Best answer: Looking at the current market, it's also clear that regulation has some impact, given that cigarettes usually need to be stored and sold in well-defined retail space, and the packaging usually needs to carry health warnings. In short, the shelving now defines the cigarette, but the cigarette was already uniform long before the Model T.

The cigarette factory in Carmen was based around hand-rolling. Machine-rolling didn't arrive until 1880, with the Bonsack machine; since it was patented, manufacturers had to either lease machines or buy the rights to build them. (W.D. & H.O Wills acquired the UK rights.) Other patented machines were invented in due course, but generally produced the same output.
posted by holgate at 12:17 PM on April 27, 2009

Along similar lines: How come you never see Class B cigarattes?
posted by ob at 12:21 PM on April 27, 2009 [2 favorites]

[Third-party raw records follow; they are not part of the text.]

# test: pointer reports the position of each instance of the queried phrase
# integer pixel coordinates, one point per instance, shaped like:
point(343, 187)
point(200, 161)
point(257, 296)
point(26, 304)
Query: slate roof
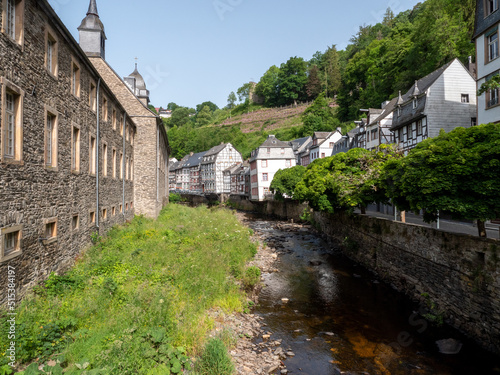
point(272, 141)
point(194, 160)
point(483, 24)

Best answer: We humans do like our artifacts, we like things to be of standard sizes. This isn't just a consequence of mass production and replicable parts: many cathedrals in Europe have what are now mysterious-looking ovals on them which were used to define the standards for a loaf of bread. There was one circle for normal years and another for lean years. If you thought you were getting cheated, you could take your loaf over to the cathedral door, around which market was usually held, and find out.

Once mass production came along though, we started planning artifacts around each other. You can't manufacture, for example, cigarette cases if you aren't confident that your design will accommodate most cigarettes. But the same goes for things like why soda cans are 12 oz but most plastic bottles are either 750ml or 2L. It's completely arbitrary, but everyone expects things to be that size, and now we've got a significant infrastructure devoted to dispensing and holding objects that are certain dimensions. You change the size of your cigarette box or soda bottle/can and all of a sudden you won't fit in stock shelves anymore, and hey, no one's going to deal with that if they don't have to.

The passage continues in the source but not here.